Schuette and his special independent counsel, William Forsyth, requested the communications of 20 current and former school officials, including the entire eight-member governing board of trustees and President Lou Anna Simon and athletic director Mark Hollis — who both quit last week after Nassar's sentencing.

Also being sought by Feb. 9 are records related to three people who have been under heightened scrutiny since Nassar was fired in September 2016: longtime gymnastics coach Kathie Klages, who retired last February after being suspended for defending Nassar in a team meeting; sports medicine doctor Brooke Lemmen, who resigned in January 2017 amid allegations that she did not tell the university in 2015 that Nassar was being investigated by USA Gymnastics after the school had cleared him in a 2014 Title IX probe; and William Strampel, the former dean of the College of Osteopathic Medicine who began a leave of absence for medical reasons in December.

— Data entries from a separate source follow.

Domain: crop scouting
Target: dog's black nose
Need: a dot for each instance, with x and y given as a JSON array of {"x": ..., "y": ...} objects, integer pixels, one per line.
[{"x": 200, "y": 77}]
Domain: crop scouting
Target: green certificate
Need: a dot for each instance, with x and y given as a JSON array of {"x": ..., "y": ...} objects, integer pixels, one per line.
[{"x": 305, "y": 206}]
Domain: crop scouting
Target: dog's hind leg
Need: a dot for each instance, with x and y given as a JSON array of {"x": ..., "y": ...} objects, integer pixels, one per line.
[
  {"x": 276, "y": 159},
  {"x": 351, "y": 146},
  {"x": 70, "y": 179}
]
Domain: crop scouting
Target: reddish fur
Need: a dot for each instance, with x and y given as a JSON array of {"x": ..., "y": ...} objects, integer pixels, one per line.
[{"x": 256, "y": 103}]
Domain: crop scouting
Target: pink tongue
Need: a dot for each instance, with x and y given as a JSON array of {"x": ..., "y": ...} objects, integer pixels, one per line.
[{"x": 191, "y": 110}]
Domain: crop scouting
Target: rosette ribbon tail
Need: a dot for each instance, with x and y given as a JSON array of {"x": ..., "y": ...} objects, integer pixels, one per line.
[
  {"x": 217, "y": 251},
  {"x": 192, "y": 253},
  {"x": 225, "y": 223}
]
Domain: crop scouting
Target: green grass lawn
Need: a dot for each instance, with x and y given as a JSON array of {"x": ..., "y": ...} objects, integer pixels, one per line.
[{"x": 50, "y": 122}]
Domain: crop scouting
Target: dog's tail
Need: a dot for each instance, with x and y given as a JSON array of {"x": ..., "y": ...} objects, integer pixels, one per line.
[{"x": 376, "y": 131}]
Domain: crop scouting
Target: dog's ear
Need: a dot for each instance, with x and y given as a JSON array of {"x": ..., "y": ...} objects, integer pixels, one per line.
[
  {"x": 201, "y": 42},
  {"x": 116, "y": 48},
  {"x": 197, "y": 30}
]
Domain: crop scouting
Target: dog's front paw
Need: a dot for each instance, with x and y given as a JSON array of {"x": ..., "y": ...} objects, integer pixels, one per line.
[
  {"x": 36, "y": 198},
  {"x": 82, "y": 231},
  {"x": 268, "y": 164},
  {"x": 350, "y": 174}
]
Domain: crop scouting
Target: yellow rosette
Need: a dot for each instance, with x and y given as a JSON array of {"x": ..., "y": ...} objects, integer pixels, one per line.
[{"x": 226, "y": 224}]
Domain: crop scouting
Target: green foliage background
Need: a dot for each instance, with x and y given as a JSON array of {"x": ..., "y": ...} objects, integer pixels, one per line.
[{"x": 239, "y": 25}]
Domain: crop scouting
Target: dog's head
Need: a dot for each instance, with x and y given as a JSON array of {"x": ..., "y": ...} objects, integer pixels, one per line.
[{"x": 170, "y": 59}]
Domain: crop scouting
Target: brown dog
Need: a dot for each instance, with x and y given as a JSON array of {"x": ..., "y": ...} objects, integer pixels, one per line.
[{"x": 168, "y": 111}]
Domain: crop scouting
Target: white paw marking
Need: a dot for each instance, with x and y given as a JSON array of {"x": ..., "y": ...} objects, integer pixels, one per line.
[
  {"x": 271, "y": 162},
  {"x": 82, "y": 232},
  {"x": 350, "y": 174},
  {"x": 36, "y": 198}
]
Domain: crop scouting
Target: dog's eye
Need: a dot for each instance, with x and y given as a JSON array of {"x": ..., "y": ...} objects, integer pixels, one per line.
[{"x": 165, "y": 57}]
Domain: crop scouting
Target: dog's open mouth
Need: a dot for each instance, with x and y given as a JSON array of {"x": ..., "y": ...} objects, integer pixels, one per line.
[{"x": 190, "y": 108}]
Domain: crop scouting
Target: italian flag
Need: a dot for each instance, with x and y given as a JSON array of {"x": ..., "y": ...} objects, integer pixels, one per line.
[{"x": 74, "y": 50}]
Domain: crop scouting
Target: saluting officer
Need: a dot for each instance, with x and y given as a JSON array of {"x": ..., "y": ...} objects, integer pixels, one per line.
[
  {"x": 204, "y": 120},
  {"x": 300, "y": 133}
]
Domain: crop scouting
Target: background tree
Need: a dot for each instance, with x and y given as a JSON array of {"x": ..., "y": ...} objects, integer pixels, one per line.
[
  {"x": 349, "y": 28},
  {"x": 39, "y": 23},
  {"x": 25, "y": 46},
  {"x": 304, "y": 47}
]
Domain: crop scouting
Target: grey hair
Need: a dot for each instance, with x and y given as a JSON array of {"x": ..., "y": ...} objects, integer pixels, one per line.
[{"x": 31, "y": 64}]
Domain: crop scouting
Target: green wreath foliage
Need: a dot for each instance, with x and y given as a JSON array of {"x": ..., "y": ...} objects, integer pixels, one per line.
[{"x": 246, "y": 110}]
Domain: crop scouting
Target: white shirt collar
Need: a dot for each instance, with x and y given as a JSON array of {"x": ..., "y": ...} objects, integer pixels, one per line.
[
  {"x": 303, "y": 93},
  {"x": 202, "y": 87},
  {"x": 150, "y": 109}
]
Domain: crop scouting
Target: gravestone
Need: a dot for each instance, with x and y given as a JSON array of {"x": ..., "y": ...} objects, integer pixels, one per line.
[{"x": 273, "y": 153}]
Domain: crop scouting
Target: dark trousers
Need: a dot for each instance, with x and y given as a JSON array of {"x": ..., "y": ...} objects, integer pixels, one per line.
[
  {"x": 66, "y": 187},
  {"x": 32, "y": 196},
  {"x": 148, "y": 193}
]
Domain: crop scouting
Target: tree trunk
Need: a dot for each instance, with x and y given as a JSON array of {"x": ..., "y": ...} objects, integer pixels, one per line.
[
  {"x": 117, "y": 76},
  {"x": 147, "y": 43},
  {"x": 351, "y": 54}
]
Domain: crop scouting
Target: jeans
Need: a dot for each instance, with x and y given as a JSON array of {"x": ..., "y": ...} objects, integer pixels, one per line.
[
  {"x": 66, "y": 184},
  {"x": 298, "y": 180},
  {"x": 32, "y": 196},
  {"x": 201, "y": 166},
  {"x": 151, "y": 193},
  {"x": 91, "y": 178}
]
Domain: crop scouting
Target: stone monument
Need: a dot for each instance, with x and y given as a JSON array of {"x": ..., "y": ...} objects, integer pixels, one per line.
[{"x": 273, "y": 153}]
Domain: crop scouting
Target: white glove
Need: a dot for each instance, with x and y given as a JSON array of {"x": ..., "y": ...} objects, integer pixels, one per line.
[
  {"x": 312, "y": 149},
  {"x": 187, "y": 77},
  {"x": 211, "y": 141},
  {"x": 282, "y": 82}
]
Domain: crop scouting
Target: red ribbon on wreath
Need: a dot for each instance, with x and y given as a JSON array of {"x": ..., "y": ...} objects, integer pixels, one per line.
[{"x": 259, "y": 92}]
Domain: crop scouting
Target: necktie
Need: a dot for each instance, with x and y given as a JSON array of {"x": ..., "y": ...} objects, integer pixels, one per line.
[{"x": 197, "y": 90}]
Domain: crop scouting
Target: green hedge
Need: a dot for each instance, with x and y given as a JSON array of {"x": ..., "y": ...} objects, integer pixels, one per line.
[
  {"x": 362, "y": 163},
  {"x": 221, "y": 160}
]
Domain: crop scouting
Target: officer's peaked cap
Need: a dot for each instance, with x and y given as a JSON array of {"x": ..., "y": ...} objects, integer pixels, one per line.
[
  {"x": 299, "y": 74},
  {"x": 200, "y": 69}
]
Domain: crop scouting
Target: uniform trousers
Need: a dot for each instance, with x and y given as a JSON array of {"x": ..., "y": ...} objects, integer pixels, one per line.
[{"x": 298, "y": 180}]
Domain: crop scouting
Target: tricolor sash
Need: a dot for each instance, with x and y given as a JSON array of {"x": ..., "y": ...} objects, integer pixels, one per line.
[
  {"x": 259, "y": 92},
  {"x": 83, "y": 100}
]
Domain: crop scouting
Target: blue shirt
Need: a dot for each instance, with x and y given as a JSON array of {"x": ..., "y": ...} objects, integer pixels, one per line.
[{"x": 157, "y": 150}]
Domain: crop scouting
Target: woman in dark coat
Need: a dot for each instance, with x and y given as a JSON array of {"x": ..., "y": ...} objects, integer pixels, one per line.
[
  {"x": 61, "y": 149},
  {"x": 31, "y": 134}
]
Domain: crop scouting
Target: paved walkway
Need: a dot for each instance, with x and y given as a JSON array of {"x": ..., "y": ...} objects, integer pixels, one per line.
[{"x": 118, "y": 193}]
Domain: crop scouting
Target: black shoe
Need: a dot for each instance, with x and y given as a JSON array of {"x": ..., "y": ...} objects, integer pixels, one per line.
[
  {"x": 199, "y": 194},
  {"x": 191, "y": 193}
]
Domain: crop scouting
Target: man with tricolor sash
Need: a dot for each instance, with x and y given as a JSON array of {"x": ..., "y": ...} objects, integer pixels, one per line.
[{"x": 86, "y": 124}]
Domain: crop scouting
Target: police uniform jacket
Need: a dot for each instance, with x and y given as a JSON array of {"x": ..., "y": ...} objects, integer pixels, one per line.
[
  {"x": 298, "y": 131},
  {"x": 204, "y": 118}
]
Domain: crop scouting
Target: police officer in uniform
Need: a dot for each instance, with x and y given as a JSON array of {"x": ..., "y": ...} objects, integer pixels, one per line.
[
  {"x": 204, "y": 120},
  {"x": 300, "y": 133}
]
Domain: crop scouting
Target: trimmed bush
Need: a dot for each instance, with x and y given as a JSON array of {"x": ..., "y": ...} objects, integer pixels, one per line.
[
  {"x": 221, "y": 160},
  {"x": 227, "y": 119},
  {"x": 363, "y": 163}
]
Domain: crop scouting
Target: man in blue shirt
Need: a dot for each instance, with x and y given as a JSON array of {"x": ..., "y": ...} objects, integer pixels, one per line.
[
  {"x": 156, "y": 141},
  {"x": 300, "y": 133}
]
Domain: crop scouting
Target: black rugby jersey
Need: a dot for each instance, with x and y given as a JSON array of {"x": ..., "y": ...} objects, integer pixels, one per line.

In the letter dated Saturday, investigators asked for Strampel's work computer, his work cellphone and his work calendars "immediately." They also requested "all records" of any university investigation into the Nassar matter, including a review conducted by former Chicago federal prosecutor Patrick Fitzgerald. He was hired by the school and has said no one there knew that Nassar committed crimes.

Nassar was sentenced to 40 to 175 years in prison last week at the end of an extraordinary seven-day hearing at which more than 150 women and girls said he had molested them under the guise of medical treatment. Victims blamed Michigan State, USA Gymnastics and the U.S. Olympic Committee for not doing more earlier to stop him.

One woman, Larissa Boyce, said she and a fellow teenage teammate complained about Nassar to Klages in 1997, when they trained with the Spartan youth gymnastics team.

"Instead of notifying authorities or even my parents, we were interrogated," Boyce said in her statement to the court. "We were led to believe we were misunderstanding a medical technique. ... She humiliated and silenced me."

Nassar's accusers have said he would use his ungloved hands to penetrate them digitally and engage in other inappropriate touching when they were seeking treatment for back, hip, leg, foot and other injuries.
An attorney who represents Klages and Strampel declined to comment Monday, citing a lawsuit that has been filed against them.